If you miss a premium payment, you typically have a 30- or 31-day grace period during which you can pay the premium with no interest charged. If you own a term policy and fail to pay your premium within the grace period, your insurance company will typically terminate the policy. If you own a permanent policy and fail to pay your premium within the grace period, your insurance company, with your authorization, can draw from your policy's cash value to keep the policy in force. In some flexible-premium policies, premiums may be reduced or skipped as long as sufficient cash values remain in the policy. However, this will result in lower cash values and a shortened coverage period.
Should I just buy basic life insurance coverage or is it worth considering the "bells and whistles" that some policies offer?
Whether you should consider adding a rider to a policy you're considering really depends on your specific needs, objectives and budget. Here are a few riders that you at least should take a close look at and consider. A disability waiver of premium rider stipulates that if you become totally disabled for a specified period of time, you don't have to pay premiums for the duration of the disability. Why might you want to consider such a provision? Disabling illnesses and injuries are much more common than you probably realize. If you become disabled and your income declines or disappear for a period of time, a disability waiver of premium can ensure that your life insurance policy will remain in force.
An accidental death benefit is another common rider.
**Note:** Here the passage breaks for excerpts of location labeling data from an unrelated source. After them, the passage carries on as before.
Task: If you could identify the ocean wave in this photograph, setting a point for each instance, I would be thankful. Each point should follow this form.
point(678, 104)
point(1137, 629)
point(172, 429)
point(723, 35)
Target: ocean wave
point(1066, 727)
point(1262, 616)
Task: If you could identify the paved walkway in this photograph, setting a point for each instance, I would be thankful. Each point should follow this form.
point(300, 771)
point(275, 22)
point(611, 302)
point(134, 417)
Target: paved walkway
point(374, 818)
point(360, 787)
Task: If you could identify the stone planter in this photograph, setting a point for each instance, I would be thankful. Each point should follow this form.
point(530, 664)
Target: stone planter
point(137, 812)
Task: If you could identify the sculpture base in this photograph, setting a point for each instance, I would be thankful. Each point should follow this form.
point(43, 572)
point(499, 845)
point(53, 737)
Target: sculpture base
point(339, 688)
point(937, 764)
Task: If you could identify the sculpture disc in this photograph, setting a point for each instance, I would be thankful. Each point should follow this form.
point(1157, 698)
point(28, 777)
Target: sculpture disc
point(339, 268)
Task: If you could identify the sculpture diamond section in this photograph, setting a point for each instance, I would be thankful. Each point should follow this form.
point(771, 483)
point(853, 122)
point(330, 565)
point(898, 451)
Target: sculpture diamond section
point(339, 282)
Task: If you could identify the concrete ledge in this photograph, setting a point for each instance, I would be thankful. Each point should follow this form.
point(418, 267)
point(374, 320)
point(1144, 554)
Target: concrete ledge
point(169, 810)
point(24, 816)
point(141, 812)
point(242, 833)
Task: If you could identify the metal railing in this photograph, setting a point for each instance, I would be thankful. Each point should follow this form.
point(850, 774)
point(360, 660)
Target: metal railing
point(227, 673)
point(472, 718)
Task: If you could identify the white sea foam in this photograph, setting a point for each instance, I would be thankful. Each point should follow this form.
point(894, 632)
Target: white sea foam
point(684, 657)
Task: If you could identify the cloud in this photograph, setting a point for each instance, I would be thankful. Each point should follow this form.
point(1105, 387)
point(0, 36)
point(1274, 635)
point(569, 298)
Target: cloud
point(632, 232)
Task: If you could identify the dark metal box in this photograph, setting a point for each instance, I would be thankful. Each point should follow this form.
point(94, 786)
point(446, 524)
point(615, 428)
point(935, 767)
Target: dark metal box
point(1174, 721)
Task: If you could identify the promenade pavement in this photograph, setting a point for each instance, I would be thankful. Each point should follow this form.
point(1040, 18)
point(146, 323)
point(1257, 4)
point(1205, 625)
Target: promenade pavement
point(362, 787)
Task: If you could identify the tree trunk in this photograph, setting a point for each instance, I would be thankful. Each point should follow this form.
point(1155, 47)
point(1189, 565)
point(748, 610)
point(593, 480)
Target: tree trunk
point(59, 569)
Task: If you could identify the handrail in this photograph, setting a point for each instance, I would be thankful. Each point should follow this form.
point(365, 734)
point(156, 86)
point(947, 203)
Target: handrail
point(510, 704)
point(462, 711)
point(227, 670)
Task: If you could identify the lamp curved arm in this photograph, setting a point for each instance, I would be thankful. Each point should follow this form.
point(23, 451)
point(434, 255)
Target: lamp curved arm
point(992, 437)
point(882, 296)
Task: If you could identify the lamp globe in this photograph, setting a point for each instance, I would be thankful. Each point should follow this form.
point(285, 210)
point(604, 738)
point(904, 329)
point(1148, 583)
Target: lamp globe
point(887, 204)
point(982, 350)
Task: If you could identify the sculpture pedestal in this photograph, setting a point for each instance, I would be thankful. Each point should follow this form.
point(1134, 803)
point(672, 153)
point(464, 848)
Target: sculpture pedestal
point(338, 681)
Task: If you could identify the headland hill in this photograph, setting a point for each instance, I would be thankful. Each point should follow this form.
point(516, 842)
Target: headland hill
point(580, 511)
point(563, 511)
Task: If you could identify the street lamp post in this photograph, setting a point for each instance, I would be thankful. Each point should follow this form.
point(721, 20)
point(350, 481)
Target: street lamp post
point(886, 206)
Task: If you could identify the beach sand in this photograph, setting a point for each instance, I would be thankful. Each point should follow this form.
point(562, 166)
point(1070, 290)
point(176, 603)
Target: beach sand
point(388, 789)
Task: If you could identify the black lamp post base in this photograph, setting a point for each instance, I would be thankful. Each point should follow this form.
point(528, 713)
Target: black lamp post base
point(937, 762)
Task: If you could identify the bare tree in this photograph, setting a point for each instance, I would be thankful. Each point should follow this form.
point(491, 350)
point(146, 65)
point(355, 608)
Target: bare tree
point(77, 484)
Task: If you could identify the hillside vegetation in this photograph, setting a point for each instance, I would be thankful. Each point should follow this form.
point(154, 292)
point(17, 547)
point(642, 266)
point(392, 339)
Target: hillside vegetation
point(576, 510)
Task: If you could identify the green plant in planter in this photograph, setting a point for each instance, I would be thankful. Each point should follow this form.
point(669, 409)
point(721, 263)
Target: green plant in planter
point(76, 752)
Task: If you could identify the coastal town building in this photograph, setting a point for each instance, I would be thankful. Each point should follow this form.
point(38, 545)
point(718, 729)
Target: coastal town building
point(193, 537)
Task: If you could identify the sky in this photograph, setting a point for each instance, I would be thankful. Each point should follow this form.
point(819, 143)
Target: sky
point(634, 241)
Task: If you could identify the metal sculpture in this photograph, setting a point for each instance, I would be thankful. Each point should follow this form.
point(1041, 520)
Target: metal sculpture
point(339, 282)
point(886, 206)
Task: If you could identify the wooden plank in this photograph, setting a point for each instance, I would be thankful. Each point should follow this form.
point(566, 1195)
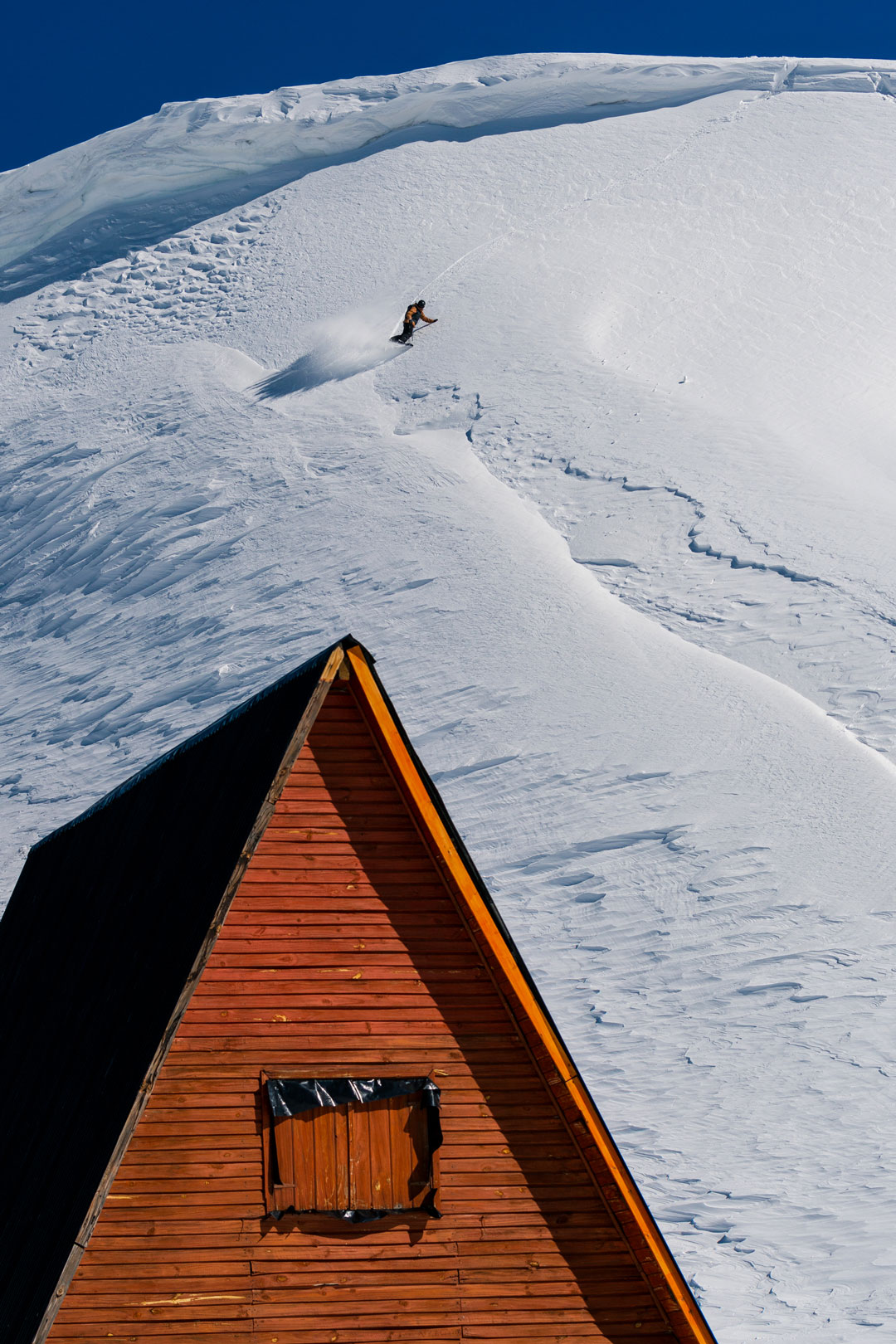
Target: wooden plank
point(364, 1335)
point(236, 1332)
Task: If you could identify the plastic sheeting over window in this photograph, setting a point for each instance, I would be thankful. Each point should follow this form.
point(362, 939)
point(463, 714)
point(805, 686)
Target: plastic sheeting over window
point(292, 1096)
point(353, 1148)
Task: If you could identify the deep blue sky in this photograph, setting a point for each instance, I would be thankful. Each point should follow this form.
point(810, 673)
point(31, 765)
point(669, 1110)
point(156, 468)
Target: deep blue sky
point(77, 69)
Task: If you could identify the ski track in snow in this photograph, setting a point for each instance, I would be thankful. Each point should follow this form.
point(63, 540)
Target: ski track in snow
point(694, 860)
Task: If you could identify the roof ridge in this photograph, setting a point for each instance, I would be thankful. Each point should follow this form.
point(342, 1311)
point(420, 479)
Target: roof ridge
point(210, 730)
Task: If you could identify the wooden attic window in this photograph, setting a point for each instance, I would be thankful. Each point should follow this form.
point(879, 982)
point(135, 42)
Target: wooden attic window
point(353, 1147)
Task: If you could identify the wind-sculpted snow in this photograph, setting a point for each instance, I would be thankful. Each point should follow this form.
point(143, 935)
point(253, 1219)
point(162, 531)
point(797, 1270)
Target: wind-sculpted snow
point(618, 528)
point(132, 187)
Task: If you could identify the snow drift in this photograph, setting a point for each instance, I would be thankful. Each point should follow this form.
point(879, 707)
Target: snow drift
point(621, 527)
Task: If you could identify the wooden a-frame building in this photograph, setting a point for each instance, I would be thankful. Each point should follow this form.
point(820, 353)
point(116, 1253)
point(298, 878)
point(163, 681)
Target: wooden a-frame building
point(275, 1071)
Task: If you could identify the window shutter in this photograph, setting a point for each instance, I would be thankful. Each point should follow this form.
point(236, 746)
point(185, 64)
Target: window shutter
point(390, 1153)
point(312, 1160)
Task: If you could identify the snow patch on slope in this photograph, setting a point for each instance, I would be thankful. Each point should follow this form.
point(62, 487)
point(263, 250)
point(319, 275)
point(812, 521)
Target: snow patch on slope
point(190, 162)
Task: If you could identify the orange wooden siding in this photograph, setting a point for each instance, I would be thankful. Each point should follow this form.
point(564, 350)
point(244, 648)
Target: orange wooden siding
point(344, 953)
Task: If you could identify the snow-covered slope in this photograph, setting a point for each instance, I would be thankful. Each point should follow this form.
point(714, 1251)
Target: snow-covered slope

It will pay an additional benefit in the case of a death resulting from an accident. Many companies offer accelerated death benefits, also known as living benefits. This type of rider allows you, under certain circumstances, to receive the proceeds of your life insurance policy before you die. Such circumstances include terminal or catastrophic illness, the need for long-term care, or confinement to a nursing home. Ask your agent for information about these and other policy riders.